Los ciudadanos también “han perdido el miedo. Desde que terminó el estado de alarma se acercan” al ataúd y las sepulturas durante el entierro. “Cuando aquello se cerraron las puertas del cementerio, solo se dejaba entrar a tres familiares y el sacerdote. Los curas de los barrios venían y daban el responso fuera, en la calle”, antes de traspasar los portones de madera. “Una vez que entraba el féretro, dejábamos pasar a tres familiares si querían. Ahora pueden acompañar el entierro 25 personas, con distancia de seguridad y mascarilla”.

La incineración ya se estaba generalizando antes de la llegada de la pandemia. Al principio de la irrupción del COVID, no les dejaban hacer un entierro normal y era mejor para ellos incinerar y después, si querían, hacer un entierro normal”, pero ahora es una práctica más habitual.
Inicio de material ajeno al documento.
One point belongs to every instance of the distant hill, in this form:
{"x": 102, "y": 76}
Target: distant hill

Eduardo Rodríguez cree que “es una comodidad, ni te tienes que preocupar de sepultura ni andas pendiente de nada. Coges un columbario, si quieres, o un nicho pequeño, lo depositas y es mucho más limpio, y mucho más barato a la larga”.

“VIVí LO MÁS DURO CON GENTE DE MADRID QUE NO SABÍA NADA DE SU FALLECIDO”

La oficina del Cementerio de San Atilano fue refugio en el confinamiento, y aún lo es en la nueva normalidad, para quienes han perdido a seres queridos en Zamora sin poder desplazarse por las restricciones del COVID. La funcionaria del Ayuntamiento de Zamora, Águeda García, confiesa que “la situación más dura la he vivido con familias de Madrid. Algunos no sabían de qué había muerto su familiar, en qué tanatorio estaba, ni cuándo le enterrarían. Un caso tardó tres semanas en llegar a Zamora”, el departamento pudo agilizar los trámites y llegó a buscar a curas par entierros. “Fue muy duro que murieran solos y sin despedirse”, y cree que esto “pasará una factura muy seria a la sociedad. Fue como cortarles el duelo. Está quedando un trauma, una angustia en la gente muy seria. Hay quien ha perdido a más de un familiar”.